U.S. G-SIBs have never been more capitalized and more resilient, subject to the most stringent regulatory standards among both U.S. and foreign competitors.  More capital is not always better, with economic tradeoffs to higher requirements.  A three percent increase in required capital costs the U.S. economy between $100 and $150 billion per year.  After years of post-crisis implementation, now is the time to modernize the large bank capital regime.  Capital requirements must be supported by data and calibrated accordingly.  The Basel III Endgame proposal from 2023 serves as a prime example, as the proposal’s regulatory approach would have increased capital for foreign members by 25 percent without any clear justification or analysis.  More than 97 percent of commenters raised concerns with the proposals, and 86 percent of those comments came from outside of the banking industry.  It is critical that we take the economic impacts into consideration when determining capital rules, and we look forward to the revised Basel III Endgame proposal that meets the needs of the U.S. economy.  Several aspects of the large bank capital framework make it harder for U.S. banks to compete, pushing activity to foreign banks and less regulated non-banks.  This migration of risk makes the system less safe and less stable.  The GSIB surcharge is perhaps the best example of a self-inflicted disadvantage with our foreign competitors.  The U.S. approach to the GSIB surcharge is nearly twice that of our foreign competitors, resulting in an additional $100 billion in capital that could be deployed into the U.S. economy.  We appreciate the commitment by regulators to review this rule and look forward to a proposal that will harmonize the U.S. GSIB surcharge with the international standard.  Enhanced transparency and public accountability are the bedrock principles.  The Fed’s initiative to improve the transparency of stress testing models and scenarios will improve bank risk management, reduce volatility, and allow banks to better serve their clients and customers.  The world has changed over the last fifteen years, and regulations have not kept pace.  Thankfully, regulators have begun to address this problem by recalibrating the ESLR, which will enable banks to intermediate the U.S. Treasury market without sacrificing overall financial stability.  

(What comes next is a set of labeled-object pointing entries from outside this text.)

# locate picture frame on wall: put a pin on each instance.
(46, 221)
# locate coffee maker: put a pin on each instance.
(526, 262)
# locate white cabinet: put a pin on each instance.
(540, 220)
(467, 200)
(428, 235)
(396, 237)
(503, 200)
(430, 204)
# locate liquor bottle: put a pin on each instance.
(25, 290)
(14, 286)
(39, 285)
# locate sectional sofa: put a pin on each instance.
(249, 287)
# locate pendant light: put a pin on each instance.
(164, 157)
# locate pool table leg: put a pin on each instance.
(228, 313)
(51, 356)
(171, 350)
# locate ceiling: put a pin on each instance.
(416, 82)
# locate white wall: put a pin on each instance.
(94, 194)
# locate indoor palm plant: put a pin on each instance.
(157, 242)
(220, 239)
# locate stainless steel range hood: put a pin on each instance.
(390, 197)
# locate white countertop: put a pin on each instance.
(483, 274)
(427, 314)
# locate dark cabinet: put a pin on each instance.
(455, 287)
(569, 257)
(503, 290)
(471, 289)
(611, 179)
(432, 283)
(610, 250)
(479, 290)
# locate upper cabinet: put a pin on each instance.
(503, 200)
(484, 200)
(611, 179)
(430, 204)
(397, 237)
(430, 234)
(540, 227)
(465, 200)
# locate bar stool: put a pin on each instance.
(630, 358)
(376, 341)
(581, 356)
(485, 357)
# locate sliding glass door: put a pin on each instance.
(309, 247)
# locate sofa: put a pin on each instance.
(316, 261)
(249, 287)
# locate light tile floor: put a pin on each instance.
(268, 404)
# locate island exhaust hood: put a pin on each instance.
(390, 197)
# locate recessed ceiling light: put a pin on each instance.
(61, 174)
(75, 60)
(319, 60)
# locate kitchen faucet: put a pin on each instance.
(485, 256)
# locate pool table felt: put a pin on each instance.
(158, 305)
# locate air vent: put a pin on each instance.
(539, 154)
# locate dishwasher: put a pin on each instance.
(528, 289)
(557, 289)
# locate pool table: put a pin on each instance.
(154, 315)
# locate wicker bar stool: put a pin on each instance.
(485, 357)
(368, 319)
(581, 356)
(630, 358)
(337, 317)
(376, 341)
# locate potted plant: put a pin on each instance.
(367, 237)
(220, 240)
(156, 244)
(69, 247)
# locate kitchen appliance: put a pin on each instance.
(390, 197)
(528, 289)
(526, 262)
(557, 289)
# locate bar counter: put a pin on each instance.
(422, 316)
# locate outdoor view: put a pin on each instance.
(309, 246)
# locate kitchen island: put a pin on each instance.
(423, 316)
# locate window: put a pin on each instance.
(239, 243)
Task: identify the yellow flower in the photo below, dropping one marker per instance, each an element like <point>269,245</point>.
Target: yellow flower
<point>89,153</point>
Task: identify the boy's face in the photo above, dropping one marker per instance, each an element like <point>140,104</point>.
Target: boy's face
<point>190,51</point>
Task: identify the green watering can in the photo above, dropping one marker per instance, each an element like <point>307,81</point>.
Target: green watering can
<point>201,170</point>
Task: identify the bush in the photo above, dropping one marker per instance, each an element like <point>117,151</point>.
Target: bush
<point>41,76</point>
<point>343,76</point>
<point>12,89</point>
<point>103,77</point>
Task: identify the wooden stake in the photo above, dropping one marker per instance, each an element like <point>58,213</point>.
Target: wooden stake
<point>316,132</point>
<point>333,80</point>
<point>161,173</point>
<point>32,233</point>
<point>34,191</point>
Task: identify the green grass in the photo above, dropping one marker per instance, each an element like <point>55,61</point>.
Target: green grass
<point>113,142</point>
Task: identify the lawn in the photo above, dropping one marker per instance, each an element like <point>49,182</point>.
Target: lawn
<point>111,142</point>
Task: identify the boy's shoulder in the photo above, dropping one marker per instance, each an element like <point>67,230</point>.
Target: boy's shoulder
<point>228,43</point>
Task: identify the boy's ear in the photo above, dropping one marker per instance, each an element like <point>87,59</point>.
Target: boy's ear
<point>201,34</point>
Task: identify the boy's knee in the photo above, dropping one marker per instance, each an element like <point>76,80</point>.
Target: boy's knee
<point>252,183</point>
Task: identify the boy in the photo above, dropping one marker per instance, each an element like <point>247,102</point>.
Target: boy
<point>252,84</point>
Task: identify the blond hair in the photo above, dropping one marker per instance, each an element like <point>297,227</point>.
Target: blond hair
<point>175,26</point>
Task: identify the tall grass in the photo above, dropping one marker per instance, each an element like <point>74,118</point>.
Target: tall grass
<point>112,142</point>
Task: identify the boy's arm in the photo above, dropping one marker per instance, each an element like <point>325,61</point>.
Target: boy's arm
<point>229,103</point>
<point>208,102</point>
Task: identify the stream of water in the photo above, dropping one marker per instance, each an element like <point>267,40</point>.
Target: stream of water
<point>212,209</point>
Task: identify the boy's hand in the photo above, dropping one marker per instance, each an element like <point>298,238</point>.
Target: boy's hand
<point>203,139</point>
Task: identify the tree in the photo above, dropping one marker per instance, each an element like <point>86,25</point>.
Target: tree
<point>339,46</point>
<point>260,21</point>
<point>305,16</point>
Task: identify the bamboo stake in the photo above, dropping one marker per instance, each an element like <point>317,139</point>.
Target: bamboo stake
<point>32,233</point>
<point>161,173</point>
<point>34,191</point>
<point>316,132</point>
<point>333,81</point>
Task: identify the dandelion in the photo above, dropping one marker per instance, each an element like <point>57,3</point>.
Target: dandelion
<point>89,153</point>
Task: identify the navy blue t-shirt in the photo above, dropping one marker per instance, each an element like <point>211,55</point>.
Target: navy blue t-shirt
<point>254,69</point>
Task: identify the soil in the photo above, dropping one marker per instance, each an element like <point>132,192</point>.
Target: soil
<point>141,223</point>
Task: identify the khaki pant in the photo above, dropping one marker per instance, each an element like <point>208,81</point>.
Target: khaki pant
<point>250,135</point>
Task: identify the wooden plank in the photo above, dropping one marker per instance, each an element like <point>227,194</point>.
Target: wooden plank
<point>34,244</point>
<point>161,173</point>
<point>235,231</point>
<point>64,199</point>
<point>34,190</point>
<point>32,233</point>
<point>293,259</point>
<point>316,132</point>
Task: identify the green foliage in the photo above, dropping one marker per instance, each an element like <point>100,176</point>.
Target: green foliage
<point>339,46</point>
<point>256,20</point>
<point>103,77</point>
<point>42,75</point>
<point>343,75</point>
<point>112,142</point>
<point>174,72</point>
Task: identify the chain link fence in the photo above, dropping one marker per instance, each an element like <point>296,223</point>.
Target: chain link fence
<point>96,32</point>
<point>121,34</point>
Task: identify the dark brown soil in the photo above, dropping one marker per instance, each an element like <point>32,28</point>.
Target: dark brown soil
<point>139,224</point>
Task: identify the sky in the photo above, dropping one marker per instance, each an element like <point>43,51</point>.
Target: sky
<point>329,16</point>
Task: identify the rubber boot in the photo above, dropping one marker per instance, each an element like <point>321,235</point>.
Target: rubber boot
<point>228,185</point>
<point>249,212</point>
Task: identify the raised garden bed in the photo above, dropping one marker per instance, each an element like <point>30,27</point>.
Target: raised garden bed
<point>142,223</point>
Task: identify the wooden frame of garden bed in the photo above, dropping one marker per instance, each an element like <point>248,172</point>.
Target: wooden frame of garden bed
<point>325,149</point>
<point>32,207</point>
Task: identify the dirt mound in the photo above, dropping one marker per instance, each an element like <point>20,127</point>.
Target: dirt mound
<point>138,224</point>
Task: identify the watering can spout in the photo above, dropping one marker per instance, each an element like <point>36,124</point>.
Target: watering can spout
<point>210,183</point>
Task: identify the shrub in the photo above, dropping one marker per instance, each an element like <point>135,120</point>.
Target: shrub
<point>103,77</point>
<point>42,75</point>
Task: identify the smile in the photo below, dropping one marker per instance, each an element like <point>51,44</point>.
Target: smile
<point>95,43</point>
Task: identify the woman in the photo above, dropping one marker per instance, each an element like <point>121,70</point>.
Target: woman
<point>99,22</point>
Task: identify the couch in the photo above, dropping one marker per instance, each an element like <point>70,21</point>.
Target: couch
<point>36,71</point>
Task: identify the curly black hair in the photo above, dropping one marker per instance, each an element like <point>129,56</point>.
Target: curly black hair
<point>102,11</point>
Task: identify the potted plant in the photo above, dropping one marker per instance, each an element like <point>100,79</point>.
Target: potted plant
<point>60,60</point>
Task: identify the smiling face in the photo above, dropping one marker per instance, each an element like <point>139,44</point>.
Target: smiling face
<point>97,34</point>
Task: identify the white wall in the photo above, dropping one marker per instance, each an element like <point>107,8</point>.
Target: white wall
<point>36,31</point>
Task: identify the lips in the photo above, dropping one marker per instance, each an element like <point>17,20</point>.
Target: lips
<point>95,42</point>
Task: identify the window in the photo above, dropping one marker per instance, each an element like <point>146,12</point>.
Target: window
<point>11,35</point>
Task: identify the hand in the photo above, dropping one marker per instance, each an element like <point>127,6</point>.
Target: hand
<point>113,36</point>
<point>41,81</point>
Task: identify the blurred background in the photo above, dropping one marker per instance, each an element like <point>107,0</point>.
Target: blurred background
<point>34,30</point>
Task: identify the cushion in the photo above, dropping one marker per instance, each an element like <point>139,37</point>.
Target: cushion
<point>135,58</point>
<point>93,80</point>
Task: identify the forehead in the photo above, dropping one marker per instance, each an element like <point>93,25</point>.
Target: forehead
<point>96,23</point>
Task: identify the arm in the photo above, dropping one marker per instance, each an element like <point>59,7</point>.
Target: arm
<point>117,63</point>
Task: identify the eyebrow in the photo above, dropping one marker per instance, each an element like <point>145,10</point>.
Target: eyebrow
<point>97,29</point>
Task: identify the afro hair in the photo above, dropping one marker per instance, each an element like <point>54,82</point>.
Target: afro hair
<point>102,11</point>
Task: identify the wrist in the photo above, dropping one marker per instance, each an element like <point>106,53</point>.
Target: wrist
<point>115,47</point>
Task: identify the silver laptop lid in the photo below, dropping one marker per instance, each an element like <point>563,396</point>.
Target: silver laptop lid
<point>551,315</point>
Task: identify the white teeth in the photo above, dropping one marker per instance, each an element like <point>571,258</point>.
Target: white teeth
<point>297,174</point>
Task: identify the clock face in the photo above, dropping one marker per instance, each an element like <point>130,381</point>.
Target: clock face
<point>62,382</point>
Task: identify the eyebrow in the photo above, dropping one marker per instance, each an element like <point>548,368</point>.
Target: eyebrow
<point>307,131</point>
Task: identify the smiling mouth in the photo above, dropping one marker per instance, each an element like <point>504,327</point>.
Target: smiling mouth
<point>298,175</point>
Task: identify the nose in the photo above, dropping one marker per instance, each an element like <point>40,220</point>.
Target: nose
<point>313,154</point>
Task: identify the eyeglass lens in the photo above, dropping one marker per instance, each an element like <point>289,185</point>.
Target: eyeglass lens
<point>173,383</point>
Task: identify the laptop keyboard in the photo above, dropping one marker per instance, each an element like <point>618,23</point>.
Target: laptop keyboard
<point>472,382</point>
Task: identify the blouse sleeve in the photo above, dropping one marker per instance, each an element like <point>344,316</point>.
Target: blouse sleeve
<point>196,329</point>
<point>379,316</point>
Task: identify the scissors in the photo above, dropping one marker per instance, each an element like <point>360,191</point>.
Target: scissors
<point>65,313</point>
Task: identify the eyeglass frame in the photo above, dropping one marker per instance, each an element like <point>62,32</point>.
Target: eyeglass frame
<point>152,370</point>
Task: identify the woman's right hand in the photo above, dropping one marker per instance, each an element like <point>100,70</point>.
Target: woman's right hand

Andrew Olmem, Managing Partner & Co-Leader of Financial Services Group, Mayer Brown  

It is critical that capital requirements are appropriately calibrated.  This Committee’s oversight of the prior Basel III Endgame proposal played a valuable role in raising bipartisan concerns about its potential adverse consequences.  Those concerns prompted the banking regulators to pause and reconsider the proposal, with Basel III Endgame now moving in a better direction.  I concur on the importance of basing capital requirements on the best data and research available, and that choices about capital requirements are public policy choices.  It is important to view any capital proposal within the context of the larger regulatory reforms the banking regulators are currently undertaking, with the most important as the ongoing reform of bank supervision.  Effective supervision is an essential companion to capital requirements because supervisors can identify and address risks that do not show up on balance sheets.  Unfortunately, bank supervision has become far too bureaucratic, with supervisory matters lingering for years unresolved.  Supervision should be focused on identifying problematic and material risks, addressing them, and returning a bank to normal operations.  One-size-fits-all regulation can undermine competition and the ability of banks to devise unique business models.  To address this problem, Congress has statutorily mandated in both the Dodd-Frank Act and in the Economic Growth, Regulatory Relief, and Consumer Protection Act that banking regulators tailor enhanced prudential regulation.  This mandate sensibly seeks to prevent a $300 billion bank from being regulated in the same manner as a $2, $3, or $4 trillion bank.  However, changes in the marketplace and inflation can push banks into inappropriate tailoring categories.  Given the clear congressional mandate, the banking regulators have reasonable grounds for revising and updating the existing tailoring categories.  Unfortunately, U.S. bank regulation has diminished the attractiveness of the U.S. market and made the banking system less innovative and adaptable.  These trends need to be corrected.  The finalization of the Basel III Endgame proposal, updating the tailoring thresholds, and reforming bank supervision are important steps for modernizing U.S. bank regulation. 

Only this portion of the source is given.